Per-backend implementation:

  • WebGPU: Packed into array<atomic<u32>>. Load via atomicLoad + shift + mask. Store via atomicAnd + atomicOr (thread-safe sub-word writes). Float16 load/store calls _f16_to_f32 / _f32_to_f16 helpers from WGSLEmulationLibrary.F16Functions when !shader-f16; native WGSL f16 type otherwise. WebGPUBackend.ForceEmulatedF16 test flag forces the emulation path for verification.
  • Wasm: Native i32.load8_s/u, i32.load16_s/u, i32.store8, i32.store16. Float16 emulated via inline IEEE 754 bit conversion at load/store.
  • WebGL: texelFetch from R32I with shift+mask in GLSL. Float16 load/store calls _f16_to_f32 / _f32_to_f16 helpers from GLSLEmulationLibrary.F16Functions; capability reports true (always emulated on WebGL).
  • OpenCL: Capabilities.Float16 always true. When cl_khr_fp16 present: native half type. When absent: Float16 promoted to float for arithmetic, vload_half / vstore_half built-ins (available without the extension) handle buffer load/store. Capabilities.Float16Native selects the path.
  • CUDA/CPU: Native support.

Gotchas:

  • WGSL requires explicit parenthesization for mixed-precedence shift/mask expressions
  • WebGPU sub-word stores use atomic RMW (data race if non-atomic when threads write different halves of same u32)
  • arrayLength() on sub-word buffers returns u32 count, multiply by elements-per-word for actual element count

CopyFromJS (v4.9.0+)

Zero-copy JS TypedArray/ArrayBuffer to GPU buffer transfer. Available on all 3 browser backends.

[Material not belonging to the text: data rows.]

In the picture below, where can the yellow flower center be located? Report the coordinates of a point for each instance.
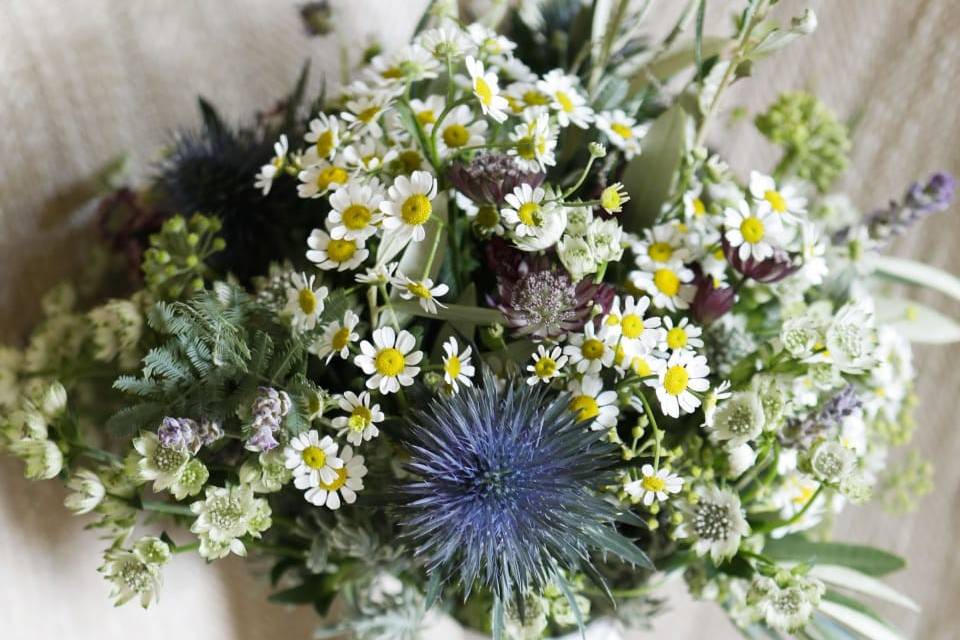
(675, 381)
(752, 230)
(324, 143)
(585, 407)
(338, 482)
(452, 366)
(341, 250)
(621, 130)
(416, 209)
(340, 339)
(632, 326)
(389, 362)
(654, 484)
(676, 338)
(483, 91)
(592, 348)
(456, 135)
(565, 102)
(777, 203)
(528, 213)
(545, 367)
(667, 282)
(356, 217)
(660, 251)
(308, 301)
(314, 457)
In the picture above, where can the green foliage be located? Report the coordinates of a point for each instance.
(175, 265)
(816, 145)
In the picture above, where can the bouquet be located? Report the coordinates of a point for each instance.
(491, 333)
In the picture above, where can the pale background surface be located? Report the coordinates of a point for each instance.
(84, 80)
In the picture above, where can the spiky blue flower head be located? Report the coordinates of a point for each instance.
(507, 490)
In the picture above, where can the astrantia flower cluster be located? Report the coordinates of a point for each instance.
(487, 325)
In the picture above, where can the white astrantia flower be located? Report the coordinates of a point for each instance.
(565, 99)
(684, 373)
(739, 419)
(591, 350)
(785, 201)
(592, 404)
(668, 285)
(408, 206)
(330, 253)
(715, 523)
(534, 142)
(547, 364)
(305, 302)
(86, 492)
(320, 178)
(224, 516)
(653, 485)
(457, 369)
(424, 291)
(324, 138)
(682, 335)
(486, 89)
(361, 423)
(622, 131)
(268, 172)
(753, 234)
(390, 360)
(337, 338)
(343, 487)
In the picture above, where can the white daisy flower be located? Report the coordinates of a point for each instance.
(424, 291)
(536, 224)
(269, 171)
(324, 138)
(318, 179)
(304, 302)
(486, 90)
(622, 131)
(684, 373)
(546, 364)
(354, 213)
(591, 350)
(630, 324)
(312, 459)
(408, 206)
(668, 285)
(361, 424)
(754, 235)
(330, 253)
(460, 129)
(337, 338)
(534, 143)
(390, 360)
(346, 483)
(592, 404)
(570, 106)
(785, 200)
(456, 366)
(679, 336)
(653, 485)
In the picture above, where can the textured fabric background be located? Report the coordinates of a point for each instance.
(85, 80)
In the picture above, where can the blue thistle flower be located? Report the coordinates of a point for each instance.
(507, 491)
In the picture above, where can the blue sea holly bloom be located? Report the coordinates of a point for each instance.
(506, 495)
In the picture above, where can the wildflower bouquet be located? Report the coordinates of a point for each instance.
(493, 334)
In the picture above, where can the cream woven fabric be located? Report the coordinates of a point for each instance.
(84, 80)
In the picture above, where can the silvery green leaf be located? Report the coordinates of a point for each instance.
(861, 583)
(913, 272)
(916, 322)
(862, 624)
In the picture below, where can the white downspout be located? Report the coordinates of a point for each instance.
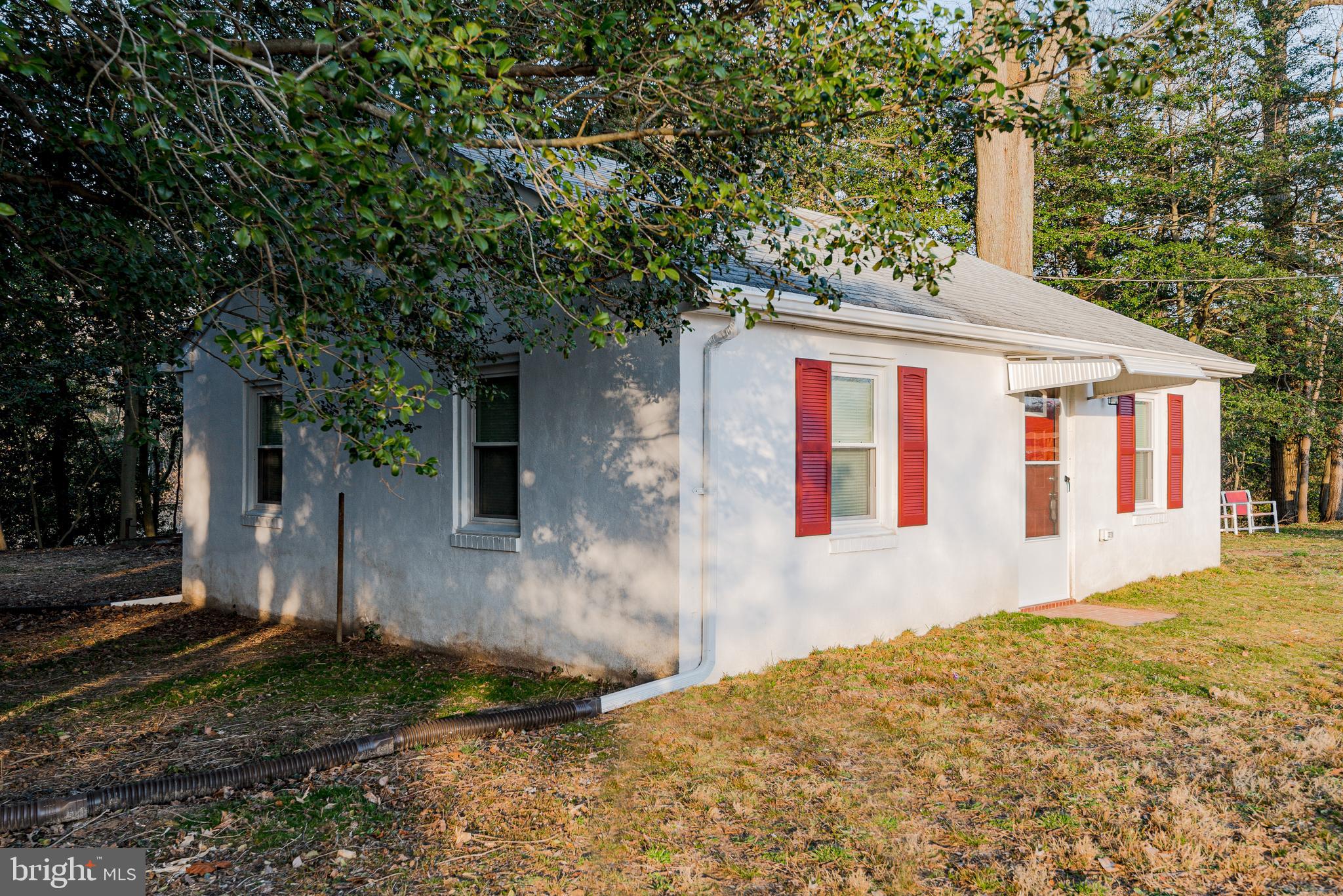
(708, 545)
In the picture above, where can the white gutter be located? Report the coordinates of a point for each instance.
(708, 545)
(802, 311)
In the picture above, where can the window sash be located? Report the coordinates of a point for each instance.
(494, 452)
(1143, 426)
(853, 446)
(853, 413)
(269, 469)
(1144, 463)
(852, 478)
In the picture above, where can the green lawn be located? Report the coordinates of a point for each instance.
(1011, 754)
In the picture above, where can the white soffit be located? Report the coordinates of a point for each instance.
(1026, 376)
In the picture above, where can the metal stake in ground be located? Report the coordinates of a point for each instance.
(340, 567)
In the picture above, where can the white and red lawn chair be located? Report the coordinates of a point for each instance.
(1240, 504)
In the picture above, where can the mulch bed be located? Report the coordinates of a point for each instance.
(60, 578)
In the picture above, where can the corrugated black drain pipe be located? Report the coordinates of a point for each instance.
(35, 813)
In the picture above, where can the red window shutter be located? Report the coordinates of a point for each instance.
(1176, 452)
(1125, 413)
(813, 446)
(913, 446)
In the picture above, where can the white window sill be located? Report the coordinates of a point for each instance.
(851, 537)
(488, 537)
(264, 519)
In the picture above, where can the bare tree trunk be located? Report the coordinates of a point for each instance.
(1331, 491)
(1283, 477)
(129, 457)
(1303, 478)
(37, 513)
(62, 431)
(148, 509)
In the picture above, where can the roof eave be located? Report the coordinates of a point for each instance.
(802, 311)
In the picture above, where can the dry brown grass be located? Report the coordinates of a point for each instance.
(1012, 754)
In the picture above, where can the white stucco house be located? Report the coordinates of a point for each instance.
(824, 478)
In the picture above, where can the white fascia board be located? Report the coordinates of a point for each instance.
(801, 311)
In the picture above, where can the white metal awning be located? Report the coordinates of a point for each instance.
(1113, 375)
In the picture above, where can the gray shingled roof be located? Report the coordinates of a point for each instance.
(971, 292)
(976, 292)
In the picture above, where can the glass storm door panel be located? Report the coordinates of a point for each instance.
(1044, 562)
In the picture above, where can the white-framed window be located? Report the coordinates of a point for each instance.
(488, 513)
(853, 445)
(494, 441)
(1144, 450)
(266, 450)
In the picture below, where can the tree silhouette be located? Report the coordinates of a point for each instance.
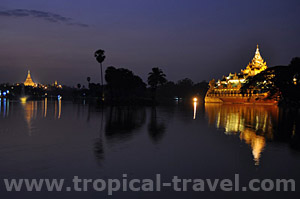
(155, 78)
(100, 57)
(89, 80)
(123, 84)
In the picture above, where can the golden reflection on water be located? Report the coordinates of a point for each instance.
(34, 108)
(254, 124)
(30, 109)
(195, 110)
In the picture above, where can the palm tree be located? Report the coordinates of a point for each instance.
(155, 78)
(99, 54)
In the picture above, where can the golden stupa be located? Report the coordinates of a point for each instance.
(28, 81)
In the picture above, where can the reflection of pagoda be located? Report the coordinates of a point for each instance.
(228, 89)
(28, 81)
(253, 125)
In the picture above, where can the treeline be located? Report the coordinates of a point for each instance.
(122, 85)
(280, 81)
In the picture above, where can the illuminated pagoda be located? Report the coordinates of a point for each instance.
(228, 89)
(256, 66)
(28, 81)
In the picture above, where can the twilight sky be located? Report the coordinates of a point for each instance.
(199, 39)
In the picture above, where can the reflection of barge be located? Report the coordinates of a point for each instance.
(227, 90)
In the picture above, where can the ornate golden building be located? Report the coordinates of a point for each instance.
(28, 81)
(228, 89)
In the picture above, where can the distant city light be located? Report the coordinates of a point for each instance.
(23, 99)
(295, 80)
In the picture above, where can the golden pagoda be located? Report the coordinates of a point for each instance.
(228, 89)
(256, 66)
(28, 81)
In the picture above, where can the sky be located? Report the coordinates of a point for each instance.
(196, 39)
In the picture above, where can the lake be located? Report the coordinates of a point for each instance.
(60, 140)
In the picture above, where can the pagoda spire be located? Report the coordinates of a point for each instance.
(28, 81)
(256, 65)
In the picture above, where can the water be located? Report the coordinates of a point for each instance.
(58, 139)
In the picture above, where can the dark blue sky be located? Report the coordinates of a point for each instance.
(197, 39)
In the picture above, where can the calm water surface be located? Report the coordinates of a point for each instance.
(57, 139)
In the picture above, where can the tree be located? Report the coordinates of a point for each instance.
(156, 78)
(123, 84)
(100, 57)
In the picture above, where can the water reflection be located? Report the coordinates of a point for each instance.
(4, 107)
(121, 122)
(195, 110)
(30, 110)
(254, 124)
(156, 127)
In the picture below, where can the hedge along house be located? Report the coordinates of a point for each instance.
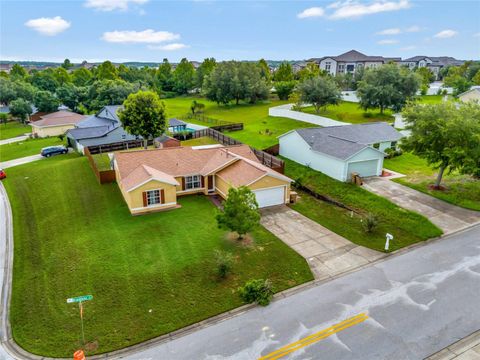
(151, 180)
(340, 151)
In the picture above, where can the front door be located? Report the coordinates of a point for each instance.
(211, 185)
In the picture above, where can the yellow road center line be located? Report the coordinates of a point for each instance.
(285, 350)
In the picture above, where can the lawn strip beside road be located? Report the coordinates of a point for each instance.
(26, 148)
(406, 226)
(149, 275)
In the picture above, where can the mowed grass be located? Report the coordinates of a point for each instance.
(406, 226)
(461, 190)
(149, 274)
(26, 148)
(199, 141)
(13, 129)
(351, 112)
(260, 130)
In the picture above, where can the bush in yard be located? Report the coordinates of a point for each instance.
(259, 291)
(240, 211)
(370, 223)
(224, 261)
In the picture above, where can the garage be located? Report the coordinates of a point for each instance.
(270, 196)
(364, 168)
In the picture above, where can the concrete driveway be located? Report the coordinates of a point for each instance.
(447, 217)
(327, 253)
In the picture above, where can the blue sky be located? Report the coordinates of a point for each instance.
(149, 30)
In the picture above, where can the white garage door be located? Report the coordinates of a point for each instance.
(270, 197)
(363, 168)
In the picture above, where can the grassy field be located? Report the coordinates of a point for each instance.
(149, 274)
(406, 226)
(13, 129)
(26, 148)
(461, 190)
(350, 112)
(260, 130)
(199, 141)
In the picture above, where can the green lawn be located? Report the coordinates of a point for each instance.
(260, 130)
(406, 226)
(149, 274)
(351, 112)
(26, 148)
(461, 190)
(199, 141)
(13, 129)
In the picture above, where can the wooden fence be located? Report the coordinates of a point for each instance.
(103, 176)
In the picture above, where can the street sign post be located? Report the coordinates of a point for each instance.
(80, 299)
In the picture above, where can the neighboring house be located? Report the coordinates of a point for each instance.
(151, 180)
(56, 123)
(434, 63)
(470, 95)
(339, 151)
(100, 129)
(350, 61)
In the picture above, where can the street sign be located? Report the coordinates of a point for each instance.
(80, 298)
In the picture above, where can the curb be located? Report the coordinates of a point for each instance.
(17, 352)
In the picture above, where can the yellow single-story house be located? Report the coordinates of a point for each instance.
(56, 123)
(151, 180)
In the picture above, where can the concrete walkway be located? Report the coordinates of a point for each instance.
(447, 217)
(15, 139)
(20, 161)
(327, 253)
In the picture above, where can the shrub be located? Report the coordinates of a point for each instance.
(259, 291)
(370, 223)
(224, 261)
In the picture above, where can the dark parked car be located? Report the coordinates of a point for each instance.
(53, 150)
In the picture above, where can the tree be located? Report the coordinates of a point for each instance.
(205, 68)
(184, 77)
(143, 114)
(81, 77)
(284, 72)
(284, 89)
(67, 64)
(445, 136)
(320, 92)
(20, 109)
(164, 76)
(387, 87)
(240, 211)
(45, 101)
(18, 72)
(106, 71)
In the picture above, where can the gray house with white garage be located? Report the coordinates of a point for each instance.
(339, 151)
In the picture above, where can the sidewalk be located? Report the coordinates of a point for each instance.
(465, 349)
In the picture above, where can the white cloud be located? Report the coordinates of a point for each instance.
(311, 12)
(354, 9)
(445, 34)
(387, 42)
(110, 5)
(168, 47)
(48, 26)
(148, 36)
(414, 28)
(393, 31)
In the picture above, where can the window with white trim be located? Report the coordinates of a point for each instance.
(153, 197)
(193, 182)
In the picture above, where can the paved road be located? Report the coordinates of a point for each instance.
(417, 303)
(20, 161)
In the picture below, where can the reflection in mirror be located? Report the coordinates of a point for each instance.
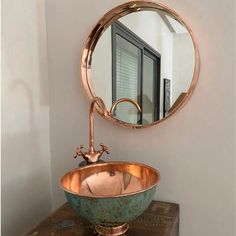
(147, 56)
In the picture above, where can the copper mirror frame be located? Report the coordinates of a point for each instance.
(102, 25)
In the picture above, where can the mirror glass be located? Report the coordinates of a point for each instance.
(147, 56)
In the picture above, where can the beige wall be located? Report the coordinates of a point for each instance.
(26, 188)
(194, 150)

var jsArray = new Int16Array(data);
((IBrowserMemoryBuffer)buffer).CopyFromJS(jsArray);
// or
((IBrowserMemoryBuffer)buffer).CopyFromJS(arrayBuffer);

Backend notes:

  • WebGPU: Uses queue.WriteBuffer directly
  • WebGL: Copies to backing array, sets NeedsUpload = true (data uploaded on next dispatch, NOT immediately on GPU)
  • Wasm: Pure JS-to-JS copy within SharedArrayBuffer

CopyFromHost Buffer Rules

  • CopyFromHost(sourceArray): source.Length must be <= buffer.Length - targetOffset. Throws if too large. Partial fills allowed.
  • Buffer sizes are padded to 4-byte alignment at creation (WebGPU requirement)
  • Use EnsureBuffer pattern for grow-only reallocation (avoid Dispose+Allocate churn)

Lambda Kernels (v4.4.0+)

Captured scalar values (int, float, etc.) are automatically passed to GPU. ArrayViews CANNOT be captured - they must be explicit kernel parameters.

int multiplier = 5;
var kernel = accelerator.LoadAutoGroupedStreamKernel<Index1D, ArrayView<float>>(
    (index, buf) => { buf[index] = index * multiplier; });

Feature Matrix by Backend

Feature WebGPU WebGL Wasm CUDA OpenCL CPU
Shared Memory Yes No Yes Yes Yes Yes
Barriers Yes No Yes Yes Yes Yes
Atomics Yes No Yes Yes Yes Yes
Sub-word types Yes Yes Yes Yes Yes Yes
CopyFromJS Yes Yes Yes N/A N/A N/A
ILGPU Algorithms Yes No Yes Yes Yes Yes
Subgroups Yes* No No Yes Yes* N/A
f64 native No (emulated) No (emulated) Yes Yes Yes Yes
i64 native No (emulated) No (emulated) Yes Yes Yes Yes
f16 native Native or emulated** No (emulated)*** No (emulated) Yes Native or emulated**** Yes

*Subgroups: WebGPU requires browser support + adapter feature. OpenCL: device-dependent. **WebGPU f16: native WGSL f16 when the adapter exposes shader-f16, otherwise emulated in WGSL via _f16_to_f32 / _f32_to_f16 helpers with f32 arithmetic + packed u16 storage. Capabilities.Float16 always true; Capabilities.Float16Native distinguishes. Emulation is lossless. ***WebGL f16: emulated via _f16_to_f32 / _f32_to_f16 GLSL helpers. Load through texelFetch on R32I + bit-extract, store through Transform Feedback uint. Algorithm-family Half tests (RadixSort/Scan/Reduce) continue to skip (WebGL has no shared memory/barriers); the 5 non-algorithm Half tests run. Capabilities.Float16Native always false on WebGL. ****OpenCL f16: native half type when cl_khr_fp16 is available; emulated via vload_half / vstore_half (OpenCL built-ins that work without the extension) + f32 arithmetic otherwise. Capabilities.Float16 always true on OpenCL; Capabilities.Float16Native reflects the cl_khr_fp16 extension and selects the codegen path.